The City of Oakland sought to protect medical marijuana providers using a provision in the Controlled Substances Act which allows local municipalities to deputize agents of the city and immunize them from civil and criminal liability. This legal exception, known as 885(d), protects law enforcement agents who possess, buy or sell drugs in the course of their duties.

Judge Breyer rejected the estoppel argument asserting that DEA assurances not to prosecute were hearsay. He also ruled that Oakland city officials were not authorized to relay such assurances and that lack of swift enforcement action by federal law enforcement did not imply consent.
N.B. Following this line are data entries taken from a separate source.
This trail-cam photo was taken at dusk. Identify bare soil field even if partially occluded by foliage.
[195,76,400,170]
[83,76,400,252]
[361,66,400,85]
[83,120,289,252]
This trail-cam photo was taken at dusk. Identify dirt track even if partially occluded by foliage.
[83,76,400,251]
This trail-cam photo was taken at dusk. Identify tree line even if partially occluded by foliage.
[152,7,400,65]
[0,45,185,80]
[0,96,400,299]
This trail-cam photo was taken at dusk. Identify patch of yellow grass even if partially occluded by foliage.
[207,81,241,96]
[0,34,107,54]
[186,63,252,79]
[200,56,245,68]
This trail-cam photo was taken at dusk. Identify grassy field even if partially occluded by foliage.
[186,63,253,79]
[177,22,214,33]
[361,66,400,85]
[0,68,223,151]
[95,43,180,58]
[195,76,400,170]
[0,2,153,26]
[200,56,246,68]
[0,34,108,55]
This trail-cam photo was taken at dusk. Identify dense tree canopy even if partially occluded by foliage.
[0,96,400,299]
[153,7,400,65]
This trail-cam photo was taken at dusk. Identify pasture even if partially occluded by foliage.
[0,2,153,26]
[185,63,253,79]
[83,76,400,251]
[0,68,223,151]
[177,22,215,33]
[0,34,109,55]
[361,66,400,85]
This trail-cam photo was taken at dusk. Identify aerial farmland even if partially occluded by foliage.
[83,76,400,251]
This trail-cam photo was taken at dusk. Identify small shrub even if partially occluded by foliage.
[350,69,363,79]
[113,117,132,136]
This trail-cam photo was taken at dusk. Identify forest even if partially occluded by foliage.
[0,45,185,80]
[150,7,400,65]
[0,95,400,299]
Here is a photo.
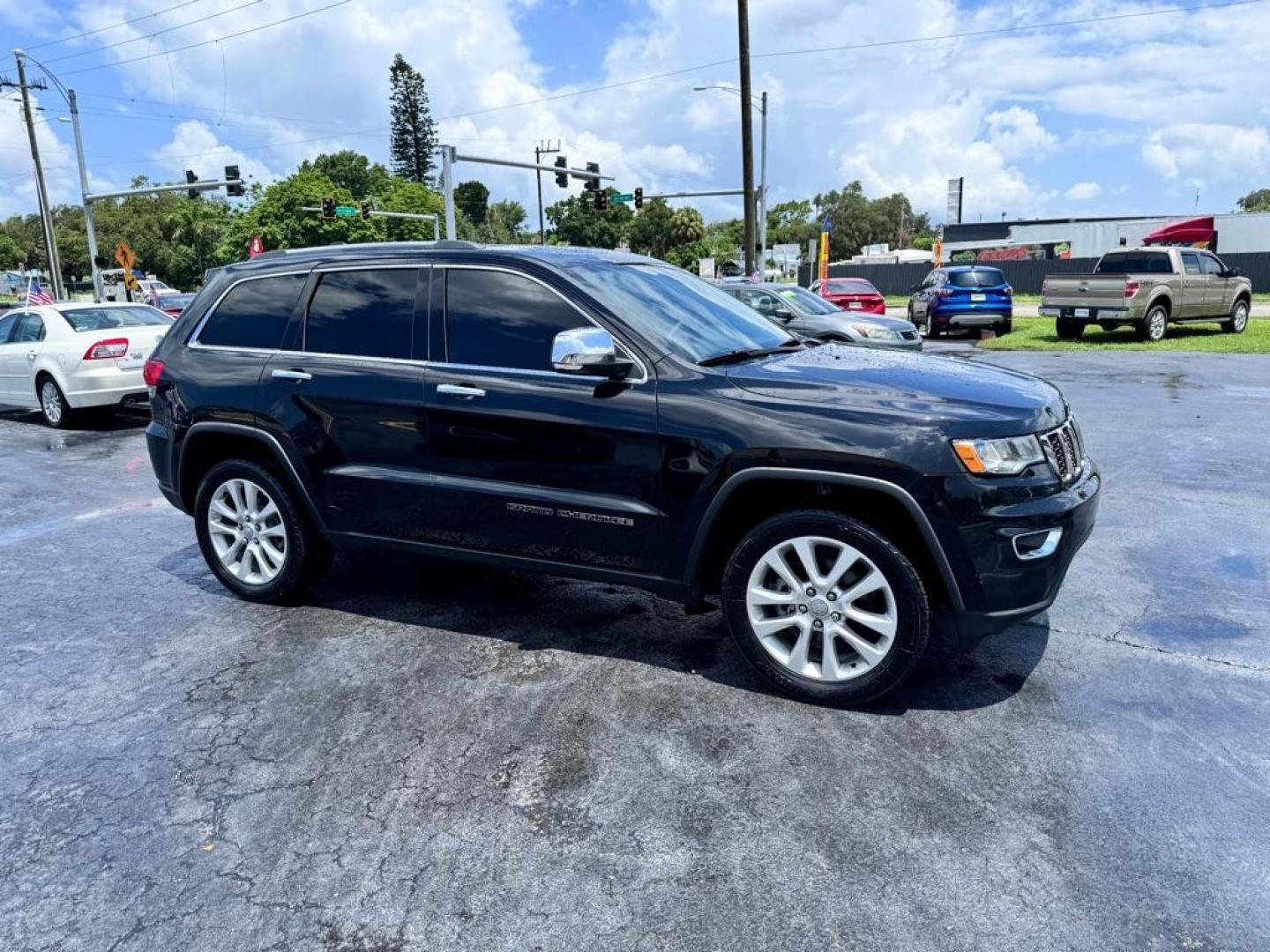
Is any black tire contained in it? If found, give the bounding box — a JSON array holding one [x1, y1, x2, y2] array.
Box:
[[1054, 317, 1085, 340], [194, 459, 330, 603], [35, 373, 78, 430], [722, 509, 931, 707], [1221, 303, 1249, 334], [1132, 305, 1169, 344]]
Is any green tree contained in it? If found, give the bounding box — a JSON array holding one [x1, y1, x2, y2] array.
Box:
[[455, 182, 489, 225], [1237, 188, 1270, 212], [389, 53, 437, 185], [300, 148, 392, 199], [546, 190, 635, 248]]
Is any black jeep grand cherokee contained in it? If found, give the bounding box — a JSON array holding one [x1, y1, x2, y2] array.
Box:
[[146, 242, 1100, 703]]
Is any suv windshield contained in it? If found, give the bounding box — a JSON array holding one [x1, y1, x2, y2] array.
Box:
[[1094, 251, 1174, 274], [776, 288, 842, 314], [58, 305, 171, 331], [571, 264, 796, 363], [949, 268, 1005, 288]]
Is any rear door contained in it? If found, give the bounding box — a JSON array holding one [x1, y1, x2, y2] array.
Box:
[[257, 263, 430, 539], [425, 265, 664, 571]]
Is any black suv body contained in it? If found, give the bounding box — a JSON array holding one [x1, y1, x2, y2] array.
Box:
[[146, 242, 1100, 703]]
On Jan. 16, Rosenthal's defense team took the unusual step of going over the judge's head by filing a writ with the 9th Circuit Court of Appeals asking them to rule on the entrapment by estoppel defense; however, a few days later the court rejected the writ.

Rosenthal's trial is now set to begin on Tuesday, Jan. 21. It is still unclear whether he will take the stand in his own defense, or what the judge will permit him to say. If Rosenthal cannot testify about his state of mind at the time of the alleged crime, he cannot convince the jury that that he had no intent to break the law -- which is normally required for conviction.
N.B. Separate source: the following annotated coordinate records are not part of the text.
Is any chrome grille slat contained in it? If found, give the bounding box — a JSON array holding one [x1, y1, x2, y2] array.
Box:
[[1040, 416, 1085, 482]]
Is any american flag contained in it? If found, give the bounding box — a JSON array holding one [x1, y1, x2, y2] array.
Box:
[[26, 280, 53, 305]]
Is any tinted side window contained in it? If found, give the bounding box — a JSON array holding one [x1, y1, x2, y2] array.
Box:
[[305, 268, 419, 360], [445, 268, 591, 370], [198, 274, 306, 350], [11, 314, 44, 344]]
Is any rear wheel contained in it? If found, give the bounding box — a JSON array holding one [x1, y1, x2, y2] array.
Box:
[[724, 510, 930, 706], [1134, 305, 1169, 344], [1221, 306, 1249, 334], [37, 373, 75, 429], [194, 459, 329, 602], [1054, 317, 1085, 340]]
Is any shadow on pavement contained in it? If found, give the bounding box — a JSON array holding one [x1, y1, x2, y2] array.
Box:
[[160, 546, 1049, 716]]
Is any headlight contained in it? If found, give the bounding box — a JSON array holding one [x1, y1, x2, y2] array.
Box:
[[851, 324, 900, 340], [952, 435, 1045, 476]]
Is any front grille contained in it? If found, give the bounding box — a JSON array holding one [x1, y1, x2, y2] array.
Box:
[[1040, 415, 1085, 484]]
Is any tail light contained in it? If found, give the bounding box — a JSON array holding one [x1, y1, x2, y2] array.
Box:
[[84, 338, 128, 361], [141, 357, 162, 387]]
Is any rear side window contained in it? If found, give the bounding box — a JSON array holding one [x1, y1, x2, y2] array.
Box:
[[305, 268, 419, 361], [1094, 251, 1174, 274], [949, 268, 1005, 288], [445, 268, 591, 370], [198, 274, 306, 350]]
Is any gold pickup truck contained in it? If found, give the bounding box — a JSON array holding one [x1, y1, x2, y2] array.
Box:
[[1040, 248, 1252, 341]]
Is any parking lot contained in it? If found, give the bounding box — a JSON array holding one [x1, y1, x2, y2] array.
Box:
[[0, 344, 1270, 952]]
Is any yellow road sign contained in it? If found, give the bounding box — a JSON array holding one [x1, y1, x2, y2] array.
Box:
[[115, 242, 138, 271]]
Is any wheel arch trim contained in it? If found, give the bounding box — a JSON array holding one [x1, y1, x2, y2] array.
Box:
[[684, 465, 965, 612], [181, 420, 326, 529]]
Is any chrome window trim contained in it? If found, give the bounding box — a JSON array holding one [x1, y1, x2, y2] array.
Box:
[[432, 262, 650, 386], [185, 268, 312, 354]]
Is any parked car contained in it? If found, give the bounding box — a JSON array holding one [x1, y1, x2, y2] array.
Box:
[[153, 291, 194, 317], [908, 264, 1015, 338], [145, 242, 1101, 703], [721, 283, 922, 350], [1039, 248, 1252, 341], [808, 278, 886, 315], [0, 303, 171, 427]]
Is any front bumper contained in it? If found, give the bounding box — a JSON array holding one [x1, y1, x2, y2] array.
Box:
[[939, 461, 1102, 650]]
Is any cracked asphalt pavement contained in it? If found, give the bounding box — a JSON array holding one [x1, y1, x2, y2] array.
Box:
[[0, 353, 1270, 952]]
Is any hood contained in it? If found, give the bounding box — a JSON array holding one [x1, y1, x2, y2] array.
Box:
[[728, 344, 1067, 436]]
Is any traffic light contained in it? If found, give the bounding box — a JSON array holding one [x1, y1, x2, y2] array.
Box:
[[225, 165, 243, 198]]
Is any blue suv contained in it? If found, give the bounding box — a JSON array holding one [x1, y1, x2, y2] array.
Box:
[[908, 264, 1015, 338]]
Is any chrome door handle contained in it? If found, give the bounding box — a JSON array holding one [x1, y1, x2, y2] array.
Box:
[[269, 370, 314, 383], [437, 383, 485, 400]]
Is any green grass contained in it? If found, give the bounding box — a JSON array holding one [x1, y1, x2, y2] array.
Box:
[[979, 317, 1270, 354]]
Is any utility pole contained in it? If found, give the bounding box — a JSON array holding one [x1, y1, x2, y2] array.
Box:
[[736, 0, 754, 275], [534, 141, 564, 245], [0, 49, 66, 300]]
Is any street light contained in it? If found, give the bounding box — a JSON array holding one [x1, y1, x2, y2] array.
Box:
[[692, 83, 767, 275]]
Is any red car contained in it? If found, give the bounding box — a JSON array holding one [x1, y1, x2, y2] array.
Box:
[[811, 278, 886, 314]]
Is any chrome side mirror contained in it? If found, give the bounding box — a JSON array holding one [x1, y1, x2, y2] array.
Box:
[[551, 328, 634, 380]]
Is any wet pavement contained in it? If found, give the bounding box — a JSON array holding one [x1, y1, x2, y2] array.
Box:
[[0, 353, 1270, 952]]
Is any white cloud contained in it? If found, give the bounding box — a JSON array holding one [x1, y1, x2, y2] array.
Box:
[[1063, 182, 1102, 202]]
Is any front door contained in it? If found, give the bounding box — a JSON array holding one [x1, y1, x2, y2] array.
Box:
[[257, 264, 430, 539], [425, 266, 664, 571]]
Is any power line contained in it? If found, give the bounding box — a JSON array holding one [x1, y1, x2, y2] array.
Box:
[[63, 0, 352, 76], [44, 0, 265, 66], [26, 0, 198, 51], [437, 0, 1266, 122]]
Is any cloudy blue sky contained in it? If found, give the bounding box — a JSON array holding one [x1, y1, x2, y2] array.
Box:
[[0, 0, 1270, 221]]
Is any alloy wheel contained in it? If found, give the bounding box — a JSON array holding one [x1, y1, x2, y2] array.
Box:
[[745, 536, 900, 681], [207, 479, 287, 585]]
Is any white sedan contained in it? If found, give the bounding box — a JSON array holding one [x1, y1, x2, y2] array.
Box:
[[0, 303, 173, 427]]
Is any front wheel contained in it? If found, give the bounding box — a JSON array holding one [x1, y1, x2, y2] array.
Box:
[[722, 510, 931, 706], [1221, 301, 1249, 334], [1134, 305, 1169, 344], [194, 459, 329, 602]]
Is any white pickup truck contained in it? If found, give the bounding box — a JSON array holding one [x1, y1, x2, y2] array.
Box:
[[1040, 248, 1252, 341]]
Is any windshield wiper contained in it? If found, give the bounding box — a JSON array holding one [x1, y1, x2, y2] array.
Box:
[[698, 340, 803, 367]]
Judge Breyer is eager to try the Rosenthal case swiftly with little fanfare, but activists are registering their outrage over what they considered a muzzled trial. Outside the San Francisco federal building on the day that prospective jurors were assembling, five demonstrators stood mute with their mouths gagged. They held signs showing a marijuana leaf which read, ''This is my medicine.''

People excused from the jury said they were aware of the demonstrators. The question now is how much the remaining jurors know about Rosenthal's medical marijuana crop.

Ann Harrison is a San Francisco based science journalist.